/tinyletter

process attach --name This Week's Program

This Week’s Program: Jan 8 - Jan 12

This week, I was working in the intersection of three areas:

  • Racket
  • GStreamer (through Racket FFI bindings)
  • Cocoa internals and the implementation of racket/gui

I realized that I am probably the only person in the world working in that space.

I also expanded my toolkit a bit, finally reaching for lldb. Admittedly, I had little success debugging this situation, but I feel like it’s a good tool to have close at hand.

The two challenges I was working through this week both involve GStreamer and Cocoa, and how Racket does some things to subvert or avoid the usual Cocoa routines.

osxvideosink

Here’s the first challenge, illustrated with a basic Overscan program:

#lang overscan

(broadcast (videotestsrc)
           (element-factory%-make "osxvideosink"))

This program connects a test video source to an osxvideosink, a GStreamer element that will draw a window preview of the video in macOS. This program, when run through the racket command line tool or REPL, works just fine.

The snag is the same program, but with the racket/gui framework loaded:

#lang overscan

(require racket/gui/base)

(broadcast (videotestsrc)
           (element-factory%-make "osxvideosink"))

This program crashes. Why does it crash? I poured over several bits of code. The code for the osxvideosink itself:

https://github.com/GStreamer/gst-plugins-good/blob/master/sys/osxvideo/osxvideosink.m

Something I learned through a fair bit of random googling, is that some programs are very persnickety about running on the “main thread” or “main runloop” of an application. The osxvideosink is one such program. There’s a function that checks whether or not the program is running in the main runloop: gst_osx_videosink_check_main_run_loop

This function runs a line of code to do a quick check to see if the main runloop is running:

[[NSRunLoop mainRunLoop] currentMode]

Through some experiments with my repl and Racket’s ffi/unsafe/objc module, this appears to be false.

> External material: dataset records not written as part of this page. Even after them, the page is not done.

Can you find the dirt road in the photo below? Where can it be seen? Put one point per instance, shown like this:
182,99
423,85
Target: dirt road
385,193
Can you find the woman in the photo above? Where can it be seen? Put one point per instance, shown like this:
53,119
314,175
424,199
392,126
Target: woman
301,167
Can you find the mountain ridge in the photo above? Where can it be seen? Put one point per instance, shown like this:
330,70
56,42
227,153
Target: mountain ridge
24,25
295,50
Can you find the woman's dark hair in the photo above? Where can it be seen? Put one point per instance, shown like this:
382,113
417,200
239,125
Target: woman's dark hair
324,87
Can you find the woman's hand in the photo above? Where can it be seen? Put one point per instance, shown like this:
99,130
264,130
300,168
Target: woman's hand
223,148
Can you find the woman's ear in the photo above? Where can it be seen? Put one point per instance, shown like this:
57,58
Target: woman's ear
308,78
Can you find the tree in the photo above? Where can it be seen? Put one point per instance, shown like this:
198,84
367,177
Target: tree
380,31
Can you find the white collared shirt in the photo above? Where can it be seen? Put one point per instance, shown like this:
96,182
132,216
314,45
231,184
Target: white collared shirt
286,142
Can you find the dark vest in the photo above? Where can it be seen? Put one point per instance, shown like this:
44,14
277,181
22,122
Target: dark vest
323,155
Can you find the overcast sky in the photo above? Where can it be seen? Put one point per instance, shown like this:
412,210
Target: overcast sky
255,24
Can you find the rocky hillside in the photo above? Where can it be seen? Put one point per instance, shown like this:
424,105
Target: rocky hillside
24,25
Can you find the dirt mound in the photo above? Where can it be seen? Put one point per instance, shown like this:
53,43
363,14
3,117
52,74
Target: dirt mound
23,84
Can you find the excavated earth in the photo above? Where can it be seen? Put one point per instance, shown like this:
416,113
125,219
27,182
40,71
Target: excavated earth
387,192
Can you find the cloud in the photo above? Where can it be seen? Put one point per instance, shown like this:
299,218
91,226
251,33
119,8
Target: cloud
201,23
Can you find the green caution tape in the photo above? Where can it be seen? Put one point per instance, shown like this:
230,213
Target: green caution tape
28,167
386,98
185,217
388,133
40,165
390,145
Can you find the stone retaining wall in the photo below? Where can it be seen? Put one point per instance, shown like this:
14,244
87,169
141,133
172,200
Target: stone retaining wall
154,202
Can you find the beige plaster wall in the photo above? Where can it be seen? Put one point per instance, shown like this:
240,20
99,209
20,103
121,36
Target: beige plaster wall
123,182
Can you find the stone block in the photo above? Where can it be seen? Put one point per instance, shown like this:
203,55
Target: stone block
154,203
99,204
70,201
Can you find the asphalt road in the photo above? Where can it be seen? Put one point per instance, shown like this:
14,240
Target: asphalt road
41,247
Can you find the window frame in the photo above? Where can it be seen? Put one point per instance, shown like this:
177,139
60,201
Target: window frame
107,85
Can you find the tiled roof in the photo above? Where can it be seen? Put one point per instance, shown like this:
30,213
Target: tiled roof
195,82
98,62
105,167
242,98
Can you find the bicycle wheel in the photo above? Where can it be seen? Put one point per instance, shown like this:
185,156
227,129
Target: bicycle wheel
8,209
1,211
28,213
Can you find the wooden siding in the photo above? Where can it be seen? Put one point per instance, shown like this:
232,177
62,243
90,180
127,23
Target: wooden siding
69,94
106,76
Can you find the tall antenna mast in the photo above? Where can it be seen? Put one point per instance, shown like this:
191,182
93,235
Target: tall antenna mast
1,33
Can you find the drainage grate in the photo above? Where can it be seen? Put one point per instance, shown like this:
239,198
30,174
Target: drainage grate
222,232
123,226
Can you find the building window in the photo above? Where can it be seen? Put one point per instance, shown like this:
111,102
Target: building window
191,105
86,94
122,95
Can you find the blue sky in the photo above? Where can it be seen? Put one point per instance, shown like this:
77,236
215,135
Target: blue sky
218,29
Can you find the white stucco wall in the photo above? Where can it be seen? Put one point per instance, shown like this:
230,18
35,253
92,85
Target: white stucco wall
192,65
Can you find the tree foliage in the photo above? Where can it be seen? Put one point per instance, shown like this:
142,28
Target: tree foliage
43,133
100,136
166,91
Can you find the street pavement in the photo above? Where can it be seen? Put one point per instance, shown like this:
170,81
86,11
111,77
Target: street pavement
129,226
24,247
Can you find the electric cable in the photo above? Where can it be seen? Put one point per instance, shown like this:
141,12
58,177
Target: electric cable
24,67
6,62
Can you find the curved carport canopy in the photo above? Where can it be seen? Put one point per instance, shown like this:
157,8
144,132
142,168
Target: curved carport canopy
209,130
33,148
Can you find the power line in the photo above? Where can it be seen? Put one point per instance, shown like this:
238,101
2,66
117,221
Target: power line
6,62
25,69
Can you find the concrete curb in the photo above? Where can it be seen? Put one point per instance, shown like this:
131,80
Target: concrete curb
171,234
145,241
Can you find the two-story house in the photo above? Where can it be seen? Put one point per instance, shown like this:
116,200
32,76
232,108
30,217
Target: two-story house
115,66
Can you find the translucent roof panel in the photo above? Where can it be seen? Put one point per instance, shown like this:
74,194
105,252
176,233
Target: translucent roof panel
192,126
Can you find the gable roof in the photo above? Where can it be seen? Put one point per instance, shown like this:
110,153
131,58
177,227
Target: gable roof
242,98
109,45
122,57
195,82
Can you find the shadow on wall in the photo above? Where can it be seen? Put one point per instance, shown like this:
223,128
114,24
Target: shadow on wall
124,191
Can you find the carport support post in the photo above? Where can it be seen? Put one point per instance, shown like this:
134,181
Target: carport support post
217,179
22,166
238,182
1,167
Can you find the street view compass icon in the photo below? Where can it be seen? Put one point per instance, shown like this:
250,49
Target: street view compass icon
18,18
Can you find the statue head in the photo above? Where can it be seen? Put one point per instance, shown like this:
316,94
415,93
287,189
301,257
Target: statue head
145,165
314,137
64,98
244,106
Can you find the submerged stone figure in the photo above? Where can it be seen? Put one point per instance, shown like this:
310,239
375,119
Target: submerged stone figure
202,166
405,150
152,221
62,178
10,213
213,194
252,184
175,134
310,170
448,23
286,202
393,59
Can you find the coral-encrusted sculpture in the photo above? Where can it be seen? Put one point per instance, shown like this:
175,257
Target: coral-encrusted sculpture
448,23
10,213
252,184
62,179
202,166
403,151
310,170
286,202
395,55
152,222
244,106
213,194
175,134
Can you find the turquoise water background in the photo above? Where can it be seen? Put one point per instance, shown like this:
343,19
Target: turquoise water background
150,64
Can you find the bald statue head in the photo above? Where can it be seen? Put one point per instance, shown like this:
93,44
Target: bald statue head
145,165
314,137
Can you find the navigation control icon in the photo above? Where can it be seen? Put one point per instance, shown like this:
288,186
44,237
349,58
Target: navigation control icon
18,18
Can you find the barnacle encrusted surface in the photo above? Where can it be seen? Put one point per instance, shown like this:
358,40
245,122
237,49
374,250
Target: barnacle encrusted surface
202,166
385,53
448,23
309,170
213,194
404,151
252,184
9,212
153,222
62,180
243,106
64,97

I start up lldb and, in another shell, startup the Racket repl. I attach lldb to the repl with process attach --pid (with process continue to ensure that control returns to the repl). I run the program and it crashes, as expected. Now within lldb I can type thread backtrace, to see where this failed. Something in the Cocoa runloop is calling back into Racket and finding a big fat NULL.

At this point, I decide to dig into some Racket internals.

https://github.com/racket/gui/blob/master/gui-lib/mred/private/wx/cocoa/queue.rkt

This is the code that implements the Racket Gui in Cocoa. I don’t understand most of it, but what I am able to glean is that Racket doesn’t create a Cocoa application in the traditional sense. It instead kind of, sort of fakes an application using some runtime tricks.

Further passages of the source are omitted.